The Indian stock markets are in the grip of a strong bull run. This is evident from the fact that the indices have been making new highs almost every day now and stocks, big and small, have been flying around, making and breaking records along the way as they move into the so called 'uncharted' territories. As the Sensex seems determined to test the 'next' highs, there are already whispers floating in the market about the magic 8,000 levels not being far away. 'Bulk deals', 'record volumes', 'exponential bottomline growth' and 'turnaround story' have become the buzzwords in the market. The theory of investing has unfortunately moved away from 'fundamentals' and 'rationality' to the newly found USPs (unique selling propositions) mentioned above. But, one needs to ponder, are these really the 'true' reasons that one should consider while investing?
Before we go onto throw some light on the buzzwords, which re-surface every time the markets are witnessing a bull run, let us take a look at the kind of 'unsustainable' euphoria that has already built up and is being witnessed currently on the bourses. Below provided are some links to pages, which show the top gainers across various periods on the BSE-Sensex with most of these stocks belonging to the B2 and the groups below that.
BSE gainers: Over the week, Over the month, Over the year (this is scary!)
Now let us consider some of the buzzwords in a little detail.

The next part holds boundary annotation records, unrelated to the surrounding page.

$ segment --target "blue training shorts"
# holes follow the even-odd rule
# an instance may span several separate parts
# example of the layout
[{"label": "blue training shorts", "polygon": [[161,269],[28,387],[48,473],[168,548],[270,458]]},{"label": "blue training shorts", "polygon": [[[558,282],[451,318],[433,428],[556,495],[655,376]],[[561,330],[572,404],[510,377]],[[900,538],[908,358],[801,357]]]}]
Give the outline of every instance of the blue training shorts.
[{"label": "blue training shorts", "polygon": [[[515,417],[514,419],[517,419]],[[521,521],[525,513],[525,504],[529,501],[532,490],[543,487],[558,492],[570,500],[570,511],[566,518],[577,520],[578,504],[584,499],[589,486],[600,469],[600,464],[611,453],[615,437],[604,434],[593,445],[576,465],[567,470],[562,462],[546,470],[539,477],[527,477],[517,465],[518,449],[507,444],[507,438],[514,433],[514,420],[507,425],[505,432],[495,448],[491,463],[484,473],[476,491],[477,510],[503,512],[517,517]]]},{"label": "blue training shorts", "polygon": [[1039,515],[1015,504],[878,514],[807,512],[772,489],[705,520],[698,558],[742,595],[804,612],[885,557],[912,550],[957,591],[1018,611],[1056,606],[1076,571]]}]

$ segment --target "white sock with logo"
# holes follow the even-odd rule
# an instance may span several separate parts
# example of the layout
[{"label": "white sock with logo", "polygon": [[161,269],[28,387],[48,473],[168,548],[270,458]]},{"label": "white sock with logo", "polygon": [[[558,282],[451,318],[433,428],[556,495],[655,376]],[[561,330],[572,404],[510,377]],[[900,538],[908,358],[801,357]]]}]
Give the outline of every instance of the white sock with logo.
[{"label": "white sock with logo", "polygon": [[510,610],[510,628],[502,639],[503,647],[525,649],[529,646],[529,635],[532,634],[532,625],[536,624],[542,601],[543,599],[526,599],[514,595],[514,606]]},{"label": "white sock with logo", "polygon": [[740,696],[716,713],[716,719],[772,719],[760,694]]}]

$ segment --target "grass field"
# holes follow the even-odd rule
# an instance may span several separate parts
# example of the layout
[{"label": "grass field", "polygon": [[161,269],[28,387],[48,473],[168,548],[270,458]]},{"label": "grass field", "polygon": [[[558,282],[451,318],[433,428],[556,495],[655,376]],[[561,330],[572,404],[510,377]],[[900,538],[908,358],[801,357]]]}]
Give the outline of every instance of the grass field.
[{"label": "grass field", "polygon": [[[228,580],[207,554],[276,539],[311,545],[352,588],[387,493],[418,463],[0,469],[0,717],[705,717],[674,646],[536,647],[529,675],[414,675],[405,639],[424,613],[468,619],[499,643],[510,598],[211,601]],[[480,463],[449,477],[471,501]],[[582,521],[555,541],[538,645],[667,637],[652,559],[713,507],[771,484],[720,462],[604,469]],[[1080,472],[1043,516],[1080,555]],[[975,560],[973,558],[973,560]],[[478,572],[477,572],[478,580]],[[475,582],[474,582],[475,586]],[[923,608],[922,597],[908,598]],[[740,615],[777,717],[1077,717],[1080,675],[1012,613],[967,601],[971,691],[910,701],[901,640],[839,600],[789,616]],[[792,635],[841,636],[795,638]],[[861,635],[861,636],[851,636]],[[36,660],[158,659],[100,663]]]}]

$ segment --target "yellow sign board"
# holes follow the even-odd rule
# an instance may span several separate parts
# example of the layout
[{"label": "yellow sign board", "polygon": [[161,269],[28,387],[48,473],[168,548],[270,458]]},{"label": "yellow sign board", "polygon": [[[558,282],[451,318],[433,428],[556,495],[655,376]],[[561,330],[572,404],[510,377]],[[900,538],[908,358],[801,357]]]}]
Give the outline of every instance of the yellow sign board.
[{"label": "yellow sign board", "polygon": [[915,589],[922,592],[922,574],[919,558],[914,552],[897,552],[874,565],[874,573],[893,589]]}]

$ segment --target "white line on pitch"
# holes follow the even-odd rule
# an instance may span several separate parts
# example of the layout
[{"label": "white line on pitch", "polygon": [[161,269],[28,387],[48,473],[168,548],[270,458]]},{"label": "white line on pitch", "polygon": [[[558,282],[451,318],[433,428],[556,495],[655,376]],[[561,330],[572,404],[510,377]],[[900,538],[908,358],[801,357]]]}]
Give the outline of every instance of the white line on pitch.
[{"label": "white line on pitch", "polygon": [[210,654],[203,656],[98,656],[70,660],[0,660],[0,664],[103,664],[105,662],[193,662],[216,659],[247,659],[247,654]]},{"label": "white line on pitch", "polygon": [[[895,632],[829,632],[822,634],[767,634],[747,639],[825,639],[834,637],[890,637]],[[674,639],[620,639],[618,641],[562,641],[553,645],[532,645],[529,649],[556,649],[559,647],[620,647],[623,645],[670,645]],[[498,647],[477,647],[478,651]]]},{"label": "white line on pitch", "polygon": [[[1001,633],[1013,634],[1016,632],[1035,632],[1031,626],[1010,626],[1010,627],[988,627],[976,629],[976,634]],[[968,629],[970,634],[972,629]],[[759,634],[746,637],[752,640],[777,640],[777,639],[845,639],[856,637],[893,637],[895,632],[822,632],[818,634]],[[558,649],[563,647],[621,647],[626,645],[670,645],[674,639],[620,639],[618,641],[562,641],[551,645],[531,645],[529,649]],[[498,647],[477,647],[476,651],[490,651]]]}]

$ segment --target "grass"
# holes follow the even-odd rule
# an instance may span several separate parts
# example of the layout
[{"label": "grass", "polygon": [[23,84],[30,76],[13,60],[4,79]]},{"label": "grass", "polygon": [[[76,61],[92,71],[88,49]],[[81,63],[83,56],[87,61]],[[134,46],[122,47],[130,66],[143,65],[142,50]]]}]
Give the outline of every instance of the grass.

Bulk deals: This is the term used to describe the event when a substantial amount of equity of a company changes hands on the bourses i.e. one party buys a significant chunk of the free floating stock available in the market from another party. The amount of equity (in nos.) could be anything as far as it is significant number of shares that are traded (generally higher) as compared to the historical average. However, while we do not question the credibility of all the bulk deals that place on the exchanges, a quick glance through leading newspapers would indicate a strange pattern. This is of the 'buyer' and the 'seller' being the same/related party/investor and you don't need much IQ to come to the conclusion that the two of them are linked. This basically implies mere 'changing of pockets in the same shirt' and investors need to be really careful of such developments, as they artificially inflate the trading volumes.
Record volumes: While one of the reasons for exorbitantly high trading volumes is the act of bulk deals, investors must note that there is no shortage of traders/punters in the market who merely take advantage of the euphoria being built around a stock. These 'opportunists' consistently get in and out of the stock in the most irresponsible manner and have no real intentions of actually taking delivery of the stock. And this is precisely because they themselves do not know what will be the future of the stock when the markets re-open for trading the following day. Thus, these volumes are basically just froth and have no real connection to the actual fundamentals of the company.
Delivery ratio: A seemingly decent parameter to track whether there is actually some serious buying taking place in a particular stock is the delivery ratio of the stock. One shouldn't be surprised to know that the recent darlings of the bourses i.e. ITI, SRF, Titan, VSNL and Aptech have consistently been registering very low delivery statistics (in the region of 2% to 20%). While the counter argument here could be that since the traded volumes in these stocks are now significantly higher and the actually deliveries would tend to be lower, we would advise investors to remain cautious of the additional 'froth' (non-delivery based volumes) that is present in these stocks.
However, we must mention here that while most stocks, which are traded in the futures and options (F&O) market, would tend to have lower volumes for various reasons, we would advise investors to, nonetheless, remain cautious. Further, it must be noted that since the 'T' (trade-to-trade) group of stocks are compulsorily marked for delivery, this should not be implied as these are fundamentally sound companies since the delivery is 100%. Rather one should wonder why were these stocks placed in the trade-to-trade category in the first place? And the reasons could be many - no timely filing of quarterly results, to curb speculative activity in these stocks, non-compliance of various stock exchange rules and regulations, and the list goes on!
To conclude, while this article was not aimed at sounding negative on the markets, it was merely an attempt to bring to the forefront the various terminologies/techniques used by market makers to generate higher profits (largely at the expense of the retail investor) and by brokers to convince their clients and generate some additional brokerage. By the way, have you checked your broker's profit and loss account (if they are listed) and compared it to your percentage gains?